Ese manto de opacidad que facilitó el crimen fue el mismo que comenzó a rasgarse con las extendidas pruebas de ADN y los interrogantes que asediaron a esos hijos que descubrieron su verdadero origen. El hallazgo de la historia de una de las primeras pacientes del doctor Fortier, que en realidad no quería tener hijos y terminó con un forzado embarazo que aceptó como “un regalo de Dios”, reverberó en mayor oscuridad e inquietud para Olson y Wendi Babts hasta que se encontraron con uno de los hechos que significó un nuevo camino para el documental. Uno de los hijos biológicos de Fortier era fruto de un supuesto embarazo virginal de su hijastra de 17 años, dado por ella en adopción en la región de Minnesota. A partir de allí la película se interna en los meandros de aquella historia familiar, formada de retazos de testimonios, de mentiras construidas con paciencia y minuciosidad, de una crónica oculta que adquiere proporciones inimaginables.

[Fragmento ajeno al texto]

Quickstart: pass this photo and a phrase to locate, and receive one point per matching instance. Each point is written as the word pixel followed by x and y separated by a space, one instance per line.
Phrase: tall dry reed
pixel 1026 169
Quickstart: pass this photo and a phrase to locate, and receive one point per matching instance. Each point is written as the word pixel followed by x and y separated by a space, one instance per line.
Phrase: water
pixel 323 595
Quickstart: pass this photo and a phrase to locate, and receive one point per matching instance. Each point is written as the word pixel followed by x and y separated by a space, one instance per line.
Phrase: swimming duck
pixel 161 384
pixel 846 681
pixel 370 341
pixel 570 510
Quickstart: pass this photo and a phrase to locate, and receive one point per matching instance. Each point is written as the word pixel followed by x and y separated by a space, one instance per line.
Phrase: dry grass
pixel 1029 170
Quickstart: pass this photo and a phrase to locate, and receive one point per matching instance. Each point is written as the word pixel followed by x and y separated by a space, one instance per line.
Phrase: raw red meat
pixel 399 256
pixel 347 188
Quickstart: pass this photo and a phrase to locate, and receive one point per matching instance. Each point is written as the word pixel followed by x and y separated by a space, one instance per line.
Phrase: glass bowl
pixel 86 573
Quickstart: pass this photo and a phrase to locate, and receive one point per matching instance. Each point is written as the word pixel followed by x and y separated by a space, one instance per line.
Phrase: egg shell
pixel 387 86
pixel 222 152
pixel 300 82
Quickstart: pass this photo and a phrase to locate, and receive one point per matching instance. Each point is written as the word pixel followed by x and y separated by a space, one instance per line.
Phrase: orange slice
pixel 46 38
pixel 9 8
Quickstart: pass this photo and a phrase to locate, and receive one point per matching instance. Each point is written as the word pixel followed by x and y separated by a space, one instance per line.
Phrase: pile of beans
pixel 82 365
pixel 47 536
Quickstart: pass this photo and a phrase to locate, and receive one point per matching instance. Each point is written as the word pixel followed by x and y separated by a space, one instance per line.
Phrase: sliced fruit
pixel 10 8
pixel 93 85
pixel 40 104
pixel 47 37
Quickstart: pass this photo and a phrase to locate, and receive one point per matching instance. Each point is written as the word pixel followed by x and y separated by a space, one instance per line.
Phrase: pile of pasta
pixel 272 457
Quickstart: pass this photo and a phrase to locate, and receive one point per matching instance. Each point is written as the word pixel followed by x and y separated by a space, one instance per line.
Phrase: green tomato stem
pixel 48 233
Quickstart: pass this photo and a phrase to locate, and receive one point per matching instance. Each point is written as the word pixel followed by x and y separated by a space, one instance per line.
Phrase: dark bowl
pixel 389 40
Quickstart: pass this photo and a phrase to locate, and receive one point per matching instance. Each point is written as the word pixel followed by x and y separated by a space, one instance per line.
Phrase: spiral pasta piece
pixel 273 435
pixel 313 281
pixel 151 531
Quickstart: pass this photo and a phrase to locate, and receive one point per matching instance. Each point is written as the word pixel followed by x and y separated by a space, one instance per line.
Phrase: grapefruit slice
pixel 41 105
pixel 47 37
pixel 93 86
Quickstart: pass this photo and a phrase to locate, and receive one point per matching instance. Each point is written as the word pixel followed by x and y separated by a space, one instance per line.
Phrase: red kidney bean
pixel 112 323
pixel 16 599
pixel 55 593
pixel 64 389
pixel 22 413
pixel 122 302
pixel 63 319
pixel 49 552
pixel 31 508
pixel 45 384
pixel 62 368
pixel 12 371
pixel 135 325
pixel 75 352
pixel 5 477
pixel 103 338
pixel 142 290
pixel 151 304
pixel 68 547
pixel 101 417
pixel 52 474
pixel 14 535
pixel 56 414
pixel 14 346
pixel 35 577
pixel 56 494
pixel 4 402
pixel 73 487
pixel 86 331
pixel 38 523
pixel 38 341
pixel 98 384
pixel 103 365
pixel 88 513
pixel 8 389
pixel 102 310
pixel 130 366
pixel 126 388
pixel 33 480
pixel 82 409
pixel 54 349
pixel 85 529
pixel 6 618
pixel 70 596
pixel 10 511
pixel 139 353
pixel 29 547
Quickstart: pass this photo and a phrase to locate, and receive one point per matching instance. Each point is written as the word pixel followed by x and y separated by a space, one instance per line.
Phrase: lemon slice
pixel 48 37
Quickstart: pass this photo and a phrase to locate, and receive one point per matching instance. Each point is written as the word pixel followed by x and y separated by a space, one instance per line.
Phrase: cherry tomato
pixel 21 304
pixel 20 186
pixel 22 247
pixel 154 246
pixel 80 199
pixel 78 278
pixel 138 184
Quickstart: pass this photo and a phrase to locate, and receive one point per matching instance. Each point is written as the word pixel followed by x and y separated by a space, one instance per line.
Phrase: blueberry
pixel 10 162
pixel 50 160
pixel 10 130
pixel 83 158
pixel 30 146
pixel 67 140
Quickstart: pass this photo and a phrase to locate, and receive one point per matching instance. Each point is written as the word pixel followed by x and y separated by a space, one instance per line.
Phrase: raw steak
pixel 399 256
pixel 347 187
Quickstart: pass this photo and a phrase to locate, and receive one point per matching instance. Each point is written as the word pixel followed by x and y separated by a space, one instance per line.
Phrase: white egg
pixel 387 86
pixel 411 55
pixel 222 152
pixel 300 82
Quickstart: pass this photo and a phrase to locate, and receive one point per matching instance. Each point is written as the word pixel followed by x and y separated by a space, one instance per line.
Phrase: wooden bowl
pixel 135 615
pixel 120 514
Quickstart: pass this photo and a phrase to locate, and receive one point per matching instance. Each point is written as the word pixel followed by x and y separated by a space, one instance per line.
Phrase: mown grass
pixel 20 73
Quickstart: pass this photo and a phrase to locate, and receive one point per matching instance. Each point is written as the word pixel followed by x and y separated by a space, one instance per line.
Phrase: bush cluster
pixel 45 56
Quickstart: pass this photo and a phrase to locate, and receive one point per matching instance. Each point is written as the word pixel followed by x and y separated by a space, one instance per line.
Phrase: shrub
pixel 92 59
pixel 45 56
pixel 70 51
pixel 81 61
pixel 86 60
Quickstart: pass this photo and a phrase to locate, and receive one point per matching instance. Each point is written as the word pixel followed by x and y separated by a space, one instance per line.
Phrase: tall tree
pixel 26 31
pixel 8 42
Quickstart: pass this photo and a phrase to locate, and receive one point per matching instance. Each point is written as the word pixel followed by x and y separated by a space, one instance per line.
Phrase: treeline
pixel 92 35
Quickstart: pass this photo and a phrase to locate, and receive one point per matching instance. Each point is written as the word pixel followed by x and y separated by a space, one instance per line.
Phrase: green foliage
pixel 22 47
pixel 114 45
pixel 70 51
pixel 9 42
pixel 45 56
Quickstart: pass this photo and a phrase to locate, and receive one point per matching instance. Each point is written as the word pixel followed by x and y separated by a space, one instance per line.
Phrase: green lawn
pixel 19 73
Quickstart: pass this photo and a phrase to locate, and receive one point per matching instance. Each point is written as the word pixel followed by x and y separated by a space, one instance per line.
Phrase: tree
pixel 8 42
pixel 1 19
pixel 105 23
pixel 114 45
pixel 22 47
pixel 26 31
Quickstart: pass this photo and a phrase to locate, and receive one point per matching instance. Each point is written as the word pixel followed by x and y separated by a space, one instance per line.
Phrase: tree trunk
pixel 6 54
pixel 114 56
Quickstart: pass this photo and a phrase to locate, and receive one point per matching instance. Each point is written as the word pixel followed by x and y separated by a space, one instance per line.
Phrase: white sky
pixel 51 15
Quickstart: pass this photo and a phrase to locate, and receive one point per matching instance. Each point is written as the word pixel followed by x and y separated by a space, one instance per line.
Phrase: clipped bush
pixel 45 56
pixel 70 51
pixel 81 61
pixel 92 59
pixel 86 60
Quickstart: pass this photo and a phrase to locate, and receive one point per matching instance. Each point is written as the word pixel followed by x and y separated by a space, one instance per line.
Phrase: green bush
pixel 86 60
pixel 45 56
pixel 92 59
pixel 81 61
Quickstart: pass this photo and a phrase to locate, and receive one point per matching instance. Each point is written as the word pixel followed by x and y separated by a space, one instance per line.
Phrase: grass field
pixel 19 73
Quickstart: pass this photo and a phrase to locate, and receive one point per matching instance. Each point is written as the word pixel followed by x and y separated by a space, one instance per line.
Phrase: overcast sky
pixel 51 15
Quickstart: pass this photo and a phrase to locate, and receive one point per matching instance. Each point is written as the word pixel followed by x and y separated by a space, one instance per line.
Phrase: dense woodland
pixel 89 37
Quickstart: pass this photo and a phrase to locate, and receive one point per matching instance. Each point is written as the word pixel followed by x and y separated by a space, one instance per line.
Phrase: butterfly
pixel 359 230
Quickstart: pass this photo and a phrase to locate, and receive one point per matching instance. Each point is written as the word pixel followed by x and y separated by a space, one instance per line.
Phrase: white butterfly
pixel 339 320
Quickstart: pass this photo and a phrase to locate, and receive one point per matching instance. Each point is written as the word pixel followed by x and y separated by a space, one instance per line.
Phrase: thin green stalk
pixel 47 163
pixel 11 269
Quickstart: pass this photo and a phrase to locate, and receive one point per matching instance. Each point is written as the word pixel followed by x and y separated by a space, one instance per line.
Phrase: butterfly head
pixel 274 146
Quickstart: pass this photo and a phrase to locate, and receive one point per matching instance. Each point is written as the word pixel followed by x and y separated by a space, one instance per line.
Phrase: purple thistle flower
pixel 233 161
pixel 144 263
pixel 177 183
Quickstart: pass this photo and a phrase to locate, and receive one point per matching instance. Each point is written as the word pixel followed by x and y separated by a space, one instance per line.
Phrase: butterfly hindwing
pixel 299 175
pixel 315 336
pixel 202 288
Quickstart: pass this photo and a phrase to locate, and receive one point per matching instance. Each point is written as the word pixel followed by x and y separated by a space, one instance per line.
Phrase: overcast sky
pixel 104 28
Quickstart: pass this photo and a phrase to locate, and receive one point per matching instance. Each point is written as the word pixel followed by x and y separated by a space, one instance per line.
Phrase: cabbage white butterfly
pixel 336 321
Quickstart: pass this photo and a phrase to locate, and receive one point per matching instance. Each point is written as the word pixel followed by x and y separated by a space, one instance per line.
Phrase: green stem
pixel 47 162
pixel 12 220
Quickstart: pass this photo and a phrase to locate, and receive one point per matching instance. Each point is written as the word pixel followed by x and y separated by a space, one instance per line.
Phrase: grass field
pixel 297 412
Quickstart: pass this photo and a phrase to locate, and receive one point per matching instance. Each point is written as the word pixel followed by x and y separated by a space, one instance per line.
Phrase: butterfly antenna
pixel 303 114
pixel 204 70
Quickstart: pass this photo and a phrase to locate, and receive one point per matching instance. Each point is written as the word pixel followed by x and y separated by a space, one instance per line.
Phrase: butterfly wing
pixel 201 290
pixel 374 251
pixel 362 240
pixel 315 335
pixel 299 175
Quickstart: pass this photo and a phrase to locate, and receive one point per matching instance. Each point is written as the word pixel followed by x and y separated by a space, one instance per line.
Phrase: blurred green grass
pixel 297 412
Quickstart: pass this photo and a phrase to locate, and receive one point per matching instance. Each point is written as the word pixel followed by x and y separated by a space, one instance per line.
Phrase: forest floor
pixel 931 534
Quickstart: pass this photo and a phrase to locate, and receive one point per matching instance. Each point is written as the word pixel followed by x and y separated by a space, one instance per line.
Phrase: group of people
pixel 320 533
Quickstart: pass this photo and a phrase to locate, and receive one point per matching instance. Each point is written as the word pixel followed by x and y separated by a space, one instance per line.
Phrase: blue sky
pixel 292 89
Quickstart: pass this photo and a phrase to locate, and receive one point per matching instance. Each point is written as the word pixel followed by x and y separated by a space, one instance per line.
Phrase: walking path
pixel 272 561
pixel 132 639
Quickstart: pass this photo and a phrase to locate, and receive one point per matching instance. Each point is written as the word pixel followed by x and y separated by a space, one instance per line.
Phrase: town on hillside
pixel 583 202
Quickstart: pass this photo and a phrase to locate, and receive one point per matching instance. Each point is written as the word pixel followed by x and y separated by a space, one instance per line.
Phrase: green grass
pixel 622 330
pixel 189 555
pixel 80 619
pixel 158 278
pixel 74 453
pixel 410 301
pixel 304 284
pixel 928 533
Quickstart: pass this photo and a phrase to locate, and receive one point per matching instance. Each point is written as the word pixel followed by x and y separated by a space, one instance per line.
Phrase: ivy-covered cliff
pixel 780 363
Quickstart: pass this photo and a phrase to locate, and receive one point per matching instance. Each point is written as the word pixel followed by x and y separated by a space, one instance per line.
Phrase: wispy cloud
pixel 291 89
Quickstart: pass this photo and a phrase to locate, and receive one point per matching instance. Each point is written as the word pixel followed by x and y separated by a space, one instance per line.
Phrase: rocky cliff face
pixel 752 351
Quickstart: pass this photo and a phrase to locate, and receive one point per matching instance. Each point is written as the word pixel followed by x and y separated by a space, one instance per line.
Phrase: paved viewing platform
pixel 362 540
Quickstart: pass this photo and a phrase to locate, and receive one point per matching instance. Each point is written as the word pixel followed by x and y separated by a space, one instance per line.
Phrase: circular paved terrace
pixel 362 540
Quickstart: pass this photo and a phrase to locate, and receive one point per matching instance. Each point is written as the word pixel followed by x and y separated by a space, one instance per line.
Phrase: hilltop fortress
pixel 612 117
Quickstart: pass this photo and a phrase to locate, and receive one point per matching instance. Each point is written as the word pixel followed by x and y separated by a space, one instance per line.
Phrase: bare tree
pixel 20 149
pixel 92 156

“Para mí y para Wendi lo importante era descubrir cuáles eran sus verdaderas intenciones. Por eso fue decisivo entrevistar a su familia, a quienes lo conocían, a quienes podían acercarnos a esa respuesta, si es que la hay. Y allí la película hizo que surjan interrogantes más profundos: ‘¿Importan las acciones de nuestros padres para definir quiénes somos? ¿Importa el ADN? ¿Cuál es el valor de conocer la verdad?”. Cada una de estas preguntas que definen el itinerario de Baby God forma parte de una compleja cartografía que trasciende la ética del personaje. No importan tanto las respuestas a las intenciones, a la verdadera incidencia de la genética en el devenir de la vida, a los condicionamientos del origen en la configuración de la identidad, sino el mismo acto de hacerse esas preguntas. Como le ocurre a Wendi Babst, el impulso de saber e investigar, de descubrir detrás de esos silencios y ocultamientos lo que persiste como cosmovisión cultural más allá de los crímenes individuales. Como concluye Olson, “desde que dejamos de filmar aparecieron cinco víctimas más. Es una historia que crece y crece. Creo que un punto importante es que todos los que se enteraron lo hicieron por casualidad, porque no tenían razones para dudar. Habrá que ver qué sucede cuando vean la película las miles de pacientes que Fortier trató durante cuarenta años de ejercicio de la profesión médica”.